Bernie Sanders offre de travailler avec Donald Trump

10 Nov
 Avant de condamner sa position, lisez le jusqu’au bout (note de Danielle Bleitrach)

Le candidat déçu à la primaire démocrate américaine Bernie Sanders, qui avait galvanisé des foules de jeunes en appelant à une « révolution politique », a affirmé mercredi être prêt à travailler avec le nouveau président élu Donald Trump s’il compte vraiment « améliorer la vie des familles de travailleurs ».

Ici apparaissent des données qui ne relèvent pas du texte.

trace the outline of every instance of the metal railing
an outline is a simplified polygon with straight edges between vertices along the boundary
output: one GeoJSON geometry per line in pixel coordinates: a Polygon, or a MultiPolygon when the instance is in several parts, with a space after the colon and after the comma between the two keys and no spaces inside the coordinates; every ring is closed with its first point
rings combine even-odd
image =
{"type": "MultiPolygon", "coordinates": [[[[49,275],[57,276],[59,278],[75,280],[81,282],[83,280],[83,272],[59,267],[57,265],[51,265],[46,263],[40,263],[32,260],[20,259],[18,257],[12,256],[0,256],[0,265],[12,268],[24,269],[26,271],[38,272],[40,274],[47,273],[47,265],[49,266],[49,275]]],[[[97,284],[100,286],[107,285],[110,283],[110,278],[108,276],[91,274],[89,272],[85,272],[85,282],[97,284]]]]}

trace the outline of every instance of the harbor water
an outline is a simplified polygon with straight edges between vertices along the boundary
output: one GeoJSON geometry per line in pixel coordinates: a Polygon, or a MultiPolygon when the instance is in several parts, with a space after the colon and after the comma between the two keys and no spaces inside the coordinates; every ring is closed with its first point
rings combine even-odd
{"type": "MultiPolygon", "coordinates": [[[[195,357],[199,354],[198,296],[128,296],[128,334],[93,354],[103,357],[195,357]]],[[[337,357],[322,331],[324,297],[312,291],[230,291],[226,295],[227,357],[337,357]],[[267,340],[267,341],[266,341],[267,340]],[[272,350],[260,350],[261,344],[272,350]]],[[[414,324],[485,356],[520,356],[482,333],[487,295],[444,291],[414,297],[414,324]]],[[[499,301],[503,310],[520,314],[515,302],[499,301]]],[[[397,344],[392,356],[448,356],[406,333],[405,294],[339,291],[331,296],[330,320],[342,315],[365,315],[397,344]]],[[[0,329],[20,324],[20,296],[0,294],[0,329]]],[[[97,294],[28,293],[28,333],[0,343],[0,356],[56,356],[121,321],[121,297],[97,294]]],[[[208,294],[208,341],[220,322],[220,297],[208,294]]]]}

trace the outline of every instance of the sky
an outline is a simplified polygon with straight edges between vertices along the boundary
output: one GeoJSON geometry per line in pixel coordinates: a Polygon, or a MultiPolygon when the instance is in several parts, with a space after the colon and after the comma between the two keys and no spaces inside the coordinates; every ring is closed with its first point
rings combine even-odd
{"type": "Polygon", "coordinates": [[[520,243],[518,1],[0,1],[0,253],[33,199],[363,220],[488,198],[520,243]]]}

Bernie Sanders offre de travailler avec Donald Trump

Bernie Sanders, le candidat déçu à la primaire démocrate © REUTERS/Scott Audette

« Donald Trump a exploité la colère d’une classe moyenne en déclin qui n’en peut plus de l’establishment économique, de l’establishment politique et de l’establishment des médias », a ajouté Bernie Sanders dans un communiqué, au lendemain de la victoire choc du candidat républicain à la Maison Blanche.

« Si M. Trump entend vraiment mener des politiques visant à améliorer les vies des familles de travailleurs dans ce pays, moi ainsi que d’autre progressistes sommes prêts à travailler avec lui », a souligné le sénateur indépendant de 75 ans.

« S’il entend mener des politiques racistes, sexistes, xénophobes et contre l’environnement, nous nous opposerons vigoureusement à lui », a-t-il toutefois également mis en garde.[...]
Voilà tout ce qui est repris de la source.